Editorial: Excel Center adult high school will meet big needs

We’re soon getting a new high school in Columbus — one that is both nontraditional and very much needed.

The Excel Center – Bartholomew County will be located at the Roviar Building at 1235 Jackson St. and will provide tuition-free public high school education for adults. It will provide students a chance to earn their Indiana Core 40 high school diploma, which then will open further opportunities for educational, employment and personal growth and advancement.

As The Republic’s Brad Davis reported last week, the Columbus Board of Zoning Appeals approved a conditional use request that will permit the Excel Center to open in the building that also houses the Factory 12 Event Loft.

Sanctioned by Goodwill Education Initiatives, Inc. (GEI), a nonprofit organization formed by Goodwill of Central and Southern Indiana, some 20 Excel Centers around the state have helped more than 8,000 people graduate since the first opened in 2010.

But those efforts are only now reaching local populations, and not a moment too soon.

“Columbus and the Bartholomew County community need The Excel Center as a means to reconnect the 6% of the population over age 18 without a diploma to their educational goals,” GEI officials wrote earlier this year.

“Additionally, nearly 9.5% of the collective population in the surrounding four counties without an Excel Center does not have a high school diploma. The data for those aged 18-24 is bleak at almost 20% of the population living without a diploma in Brown, Jennings, Decatur, and Jackson counties.”

According to GEI, the average age of Excel’s students is 32, and about two-thirds of enrollees are women, the majority of whom have school-aged children.
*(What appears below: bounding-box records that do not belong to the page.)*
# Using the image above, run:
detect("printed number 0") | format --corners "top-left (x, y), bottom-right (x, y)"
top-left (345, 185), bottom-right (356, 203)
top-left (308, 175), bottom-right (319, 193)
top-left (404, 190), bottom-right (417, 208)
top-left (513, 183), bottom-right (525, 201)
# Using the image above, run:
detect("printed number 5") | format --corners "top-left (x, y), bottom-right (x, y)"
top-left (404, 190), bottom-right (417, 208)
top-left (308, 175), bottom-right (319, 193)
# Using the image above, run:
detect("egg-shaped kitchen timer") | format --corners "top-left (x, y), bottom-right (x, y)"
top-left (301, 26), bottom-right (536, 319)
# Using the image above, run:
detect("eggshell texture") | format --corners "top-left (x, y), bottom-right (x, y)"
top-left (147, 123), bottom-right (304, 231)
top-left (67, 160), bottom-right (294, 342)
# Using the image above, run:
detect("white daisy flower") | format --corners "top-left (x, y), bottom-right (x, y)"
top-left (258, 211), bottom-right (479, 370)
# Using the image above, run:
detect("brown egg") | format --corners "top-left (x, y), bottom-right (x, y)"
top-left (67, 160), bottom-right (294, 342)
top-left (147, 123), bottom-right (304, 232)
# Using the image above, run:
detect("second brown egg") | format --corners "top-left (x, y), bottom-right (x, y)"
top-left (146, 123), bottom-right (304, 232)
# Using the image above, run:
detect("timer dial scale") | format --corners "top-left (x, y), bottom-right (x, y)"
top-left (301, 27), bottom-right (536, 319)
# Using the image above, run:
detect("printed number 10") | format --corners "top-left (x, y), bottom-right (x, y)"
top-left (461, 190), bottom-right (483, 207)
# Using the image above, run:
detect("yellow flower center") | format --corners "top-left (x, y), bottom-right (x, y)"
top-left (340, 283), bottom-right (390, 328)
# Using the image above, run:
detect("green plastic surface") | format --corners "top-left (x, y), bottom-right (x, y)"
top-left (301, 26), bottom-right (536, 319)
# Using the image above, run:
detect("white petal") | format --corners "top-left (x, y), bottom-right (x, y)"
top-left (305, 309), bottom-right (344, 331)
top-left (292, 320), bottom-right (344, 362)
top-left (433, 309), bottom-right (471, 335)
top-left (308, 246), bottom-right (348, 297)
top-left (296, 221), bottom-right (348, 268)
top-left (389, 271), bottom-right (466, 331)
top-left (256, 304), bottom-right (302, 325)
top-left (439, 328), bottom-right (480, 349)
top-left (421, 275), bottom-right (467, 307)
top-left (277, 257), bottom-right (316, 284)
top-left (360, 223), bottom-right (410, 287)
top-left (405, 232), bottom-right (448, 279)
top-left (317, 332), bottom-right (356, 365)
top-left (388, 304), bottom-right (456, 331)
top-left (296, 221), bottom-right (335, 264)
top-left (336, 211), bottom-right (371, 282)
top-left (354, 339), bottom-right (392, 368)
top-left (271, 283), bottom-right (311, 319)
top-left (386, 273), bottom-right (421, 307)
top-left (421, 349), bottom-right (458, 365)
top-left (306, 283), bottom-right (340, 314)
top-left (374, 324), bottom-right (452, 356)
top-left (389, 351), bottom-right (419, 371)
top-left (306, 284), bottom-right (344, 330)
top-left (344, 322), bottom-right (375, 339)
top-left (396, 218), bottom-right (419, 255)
Clearly, there is pronounced a need for an Excel Center adult high school in Columbus.

Officials told the BZA that the local facility should be able to accommodate up to 200 students and GEI has indicated it hopes to enroll students for the upcoming 2024-2025 school year.

The importance of a high school diploma simply cannot be overstated. Without one, people may be barred from everything from getting a driver’s license to obtaining shelter, employment, education or skill-enhancing training.

These facts are not lost on GEI, whose representatives said the Excel Center “really dials in nicely to the city’s homelessness initiative … one of the facets of a solution to homelessness would be education.”

It’s not going too far to say that the Excel Center holds life-changing promise for people of any age who, for whatever reason, never graduated from high school.

Now that opportunity will be within reach.

We look forward to the arrival of the Excel Center, and we commend this effort to help people achieve the goal of obtaining their high school diploma. Doing so is more than just personally empowering, it also will directly benefit their children, their families and our community.